/Raremark
community
About
Raremark served as a collection of online communities designed for people with rare diseases. From a user perspective, it provides a platform for individuals seeking information to better understand their or their loved one's condition and offers opportunities for those who wish to contribute to research through clinical trials and crowdsourcing information.
From an industry perspective, Raremark’s goal was to reduce the time it takes for treatments to reach the market.
The problem
Scalability vs. Quality - In its infancy Raremark was little more than a collection of medical journals that were rewritten so that you could understand them with little to no medical knowledge. The new platform would need to and with over 700 rare diseases, the challenge was to provide a scalable solution that maintains high-quality, reliable information and support.
User Skepticism - Initial patient interviews revealed that many users were skeptical due to the prevalence of scam sites, highlighting the need to build trust and credibility.
Disabilities - Many of the conditions we supported present symptoms including reduced motor functions and visability which would make navigating the site challenging for the user if not handled carefully.
The goals
Scalability - Develop a platform that can accommodate a wide range of rare diseases without compromising on the quality of information and user experience.
Building Trust - Create a trustworthy environment that addresses user skepticism and establishes Raremark as a credible source of information.

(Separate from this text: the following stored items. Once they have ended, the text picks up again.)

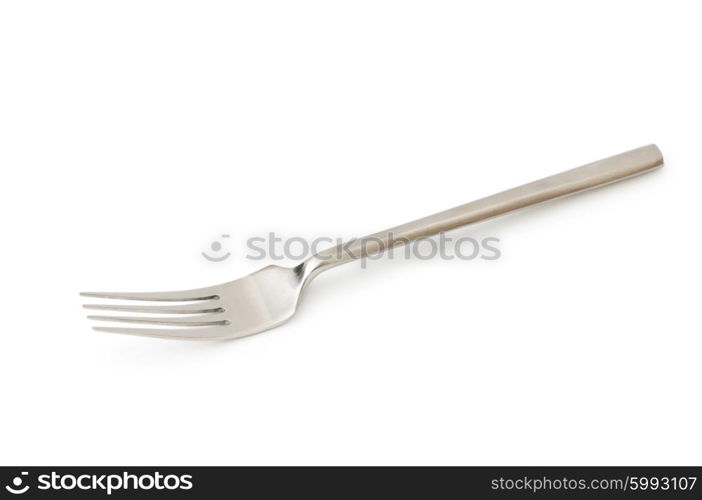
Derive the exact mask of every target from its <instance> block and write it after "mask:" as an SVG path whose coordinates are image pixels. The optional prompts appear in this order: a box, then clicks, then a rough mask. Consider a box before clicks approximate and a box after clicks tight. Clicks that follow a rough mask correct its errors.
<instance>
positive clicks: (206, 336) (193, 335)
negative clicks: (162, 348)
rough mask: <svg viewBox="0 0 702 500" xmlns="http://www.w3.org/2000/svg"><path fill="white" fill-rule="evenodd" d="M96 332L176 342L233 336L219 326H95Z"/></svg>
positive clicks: (218, 339)
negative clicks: (123, 326) (201, 326)
mask: <svg viewBox="0 0 702 500" xmlns="http://www.w3.org/2000/svg"><path fill="white" fill-rule="evenodd" d="M93 330H95V331H96V332H105V333H118V334H124V335H138V336H141V337H152V338H160V339H176V340H222V339H226V338H230V337H231V334H230V333H229V332H228V331H227V329H226V328H221V327H218V326H215V327H210V328H184V329H175V328H123V327H109V326H94V327H93Z"/></svg>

Accessibility - Create a platform that is engaging and of value for everyone, supporting all disabilities and more importantly designing the copy in such a way that you don’t need a doctorate to understand it. Raremark is for everybody.
The process
Comprehensive Research:
Through extensive user interviews to understand the needs of users with different rare diseases, we identified several core drives behind the user’s motivation. The main two that we focused on were:
“Find my tribe“ - many of the users were looking to engage and interact with someone who was going through a similar experience to them whether it was to share ways to improve quality of life or just to hear about other people's experiences.
“Jobs to be done“ - research in the form of emotional mapping and user journey mapping helped us evaluate and map out what stage the user was in their patient journey and aided us in surfacing the right content at the user’s stage of diagnosis. Users early on in their diagnosis would more likely be looking for information on their condition whereas someone further along in their journey would be more eager to contribute to medical research.
Raremark condition space
Community feed - this is where we surfaced the latest posts, content, and interactions and would be a continuous feed. This is also where the user could share content and ask questions to other members of the same condition space.
The condition summary - users can find more general information on their condition. The information surfaced on this page is pulled from Orphanet but also continuously updated by members within the condition space through user contributions.
FindZebra - because there are over 7000 rare conditions in order for three to be a condition space for each with at least some content for new users we partnered with FindZebra who enabled us to pull articles and content for each specific condition.
Condition library - this is where the content is stored long term in an easier to navigate fashion. From here the user can filter content on the left hand side or “discover” content as it appears in categorised sections in the main body of the page.
Take part - this is where activities such as questions, surveys, and studies are presented to the user. The progress and results of which are accessible to the user on the main feed.
FINGS
In order to facilitate community engagement, we introduced FINGs (Fill In the Gaps). This initiative empowered patients and caregivers to share their experiences, providing valuable insights.
Feeding back data to the community
In order to further transparency and help inform members of each community we routinely fed back our findings in the form of survey highlights reports and infographics.
Through user research, we identified several day-to-day issues that patients were going through. For example, patients suffering from sickle cell attending an ER when in crisis being accused of “drug-seeking behavior “. To aid communication with medical professionals we created a tool for patients to fill in cataloging previous events.
User-Centric Design:
We implemented a user-centric design process, incorporating feedback from patient interviews and usability testing. This dictated everything from layout, copy size, colour pallet, reading age, and making the code on the platform compatible with screen readers.
We developed intuitive navigation and user-friendly interfaces tailored to the needs of different user groups.
This research aided in creating our design language system. Using the atomic design framework we were able to template and standardise design across the whole platform quickly. which was routinely evaluated and updated in monthly “health inspections”.
We also took a similar approach in building an illustration library creating resources for backgrounds, characters, and objects so members of the design and marketing team could quickly and effectively produce illustrations representing patients and carers within each community.
Outcome
Working at Raremark highlighted the importance of leveraging user-centric design, balancing scalability with quality, building trust, strategic partnerships, and clear communication, Raremark was able to effectively expand its reach and impact while maintaining the high standards its users expect.